11 February 2004

The Older Brother You Always Wished You Had

As I mentioned in an earlier post, I had some problem with "classics" as a child because I preferred reading animal stories.

This didn't go for all classics. I adored Rebecca Randall, she of Sunnybrook Farm, and Rose Campbell, the sole girl among the Eight Cousins, for instance, and the Miss Pickerel and Danny Dunn books they had at school. But the moment the love story in a classic reared its ugly head--like Meg and John Brooke--I was outta there.

Which explains why I never got through Gene Stratton Porter's Freckles as a kid, even though my mom had bought me the Whitman copy. I thought Freckles himself was brave, having survived what was described as a brutal childhood and the loss of a hand, and the Limberlost sounded like a delightfully mysterious place. But oh, my, then came the mooning over the Swamp Angel and I was gone.

I finally got through Freckles after reading A Girl of the Limberlost, in which an older Freckles and Swamp Angel appear, as an adult. Elnora's story was more compelling that Freckles', I thought, especially the revelation and reformation of embittered Kate Comstock (I was particularly fascinated in the chapter where Kate "peels" her skin so she will look more like a respectable city woman), even if I skimmed a lot of the fulsome love story chapters.

Recently I finished my latest foray into Porter, Laddie: A True Blue Story, as an e-Book, which I loved. So far it is my favorite of her books.

Laddie is the eldest of the twelve Stanton children still left at home on the big sprawling farmstead in the Indiana hills. His story, that of his love for "the Princess" a.k.a.
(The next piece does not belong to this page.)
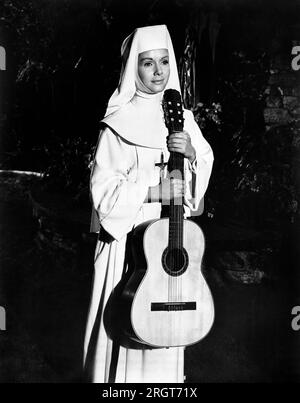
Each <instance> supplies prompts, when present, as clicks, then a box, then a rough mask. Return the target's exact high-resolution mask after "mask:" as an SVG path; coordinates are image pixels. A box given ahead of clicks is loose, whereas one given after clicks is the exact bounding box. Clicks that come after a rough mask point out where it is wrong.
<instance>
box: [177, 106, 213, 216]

Miss Pamela Pryor and of his final decision to be a farmer despite his education, is told by the youngest member of the household, "Little Sister" as everyone calls her, who seems to be about eight. (She says she has an old-fashioned--and, presumably as religious as the family is, probably Biblical--name, but she is always called "Little Sister," Laddie's nickname for her.) Little Sister, in her delightful, exuberant voice, also addresses the problem of the cold spinster schoolteacher who boards with the Stantons, the mystery of "the Princess'" unfriendly father, her sister Sally's wedding, her musical sister Shelley's romantic problems, and the adventures of her other brother, mischievous Leon, who for one-heart stopping chapter looks like he might end up the family disgrace--not to mention the leitmotif of most Porter novels, the love of birds and nature.
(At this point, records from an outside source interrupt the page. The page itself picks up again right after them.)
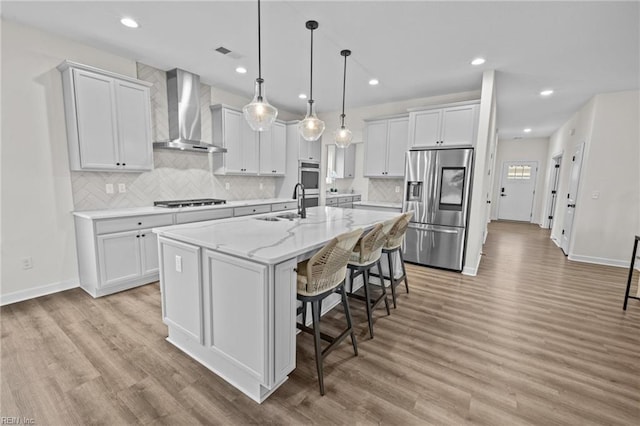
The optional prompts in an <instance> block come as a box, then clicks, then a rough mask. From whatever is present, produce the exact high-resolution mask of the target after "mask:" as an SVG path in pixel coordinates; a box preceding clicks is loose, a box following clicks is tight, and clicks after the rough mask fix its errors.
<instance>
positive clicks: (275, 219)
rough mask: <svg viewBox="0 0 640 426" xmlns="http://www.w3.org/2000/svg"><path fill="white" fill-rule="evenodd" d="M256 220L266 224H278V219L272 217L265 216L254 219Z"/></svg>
mask: <svg viewBox="0 0 640 426" xmlns="http://www.w3.org/2000/svg"><path fill="white" fill-rule="evenodd" d="M255 219H256V220H264V221H267V222H278V221H279V220H280V219H278V218H277V217H273V216H266V217H256V218H255Z"/></svg>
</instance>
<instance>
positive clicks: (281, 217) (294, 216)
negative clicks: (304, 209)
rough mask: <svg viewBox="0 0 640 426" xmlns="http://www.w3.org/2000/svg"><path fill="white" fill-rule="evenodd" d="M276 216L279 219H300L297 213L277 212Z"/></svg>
mask: <svg viewBox="0 0 640 426" xmlns="http://www.w3.org/2000/svg"><path fill="white" fill-rule="evenodd" d="M276 217H279V218H281V219H289V220H293V219H300V215H299V214H298V213H284V214H279V215H278V216H276Z"/></svg>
Although it's as decidedly as old-fashioned as Little Sister's real name given its era, this is also a very funny and very sentimental book, with some moments of high adventure and drama, not to mention lovely descriptions of the beautiful countryside. Some of these older books appall me or bore me; Laddie is neither appalling nor boring. He's the older brother everyone wishes they had. Recommended.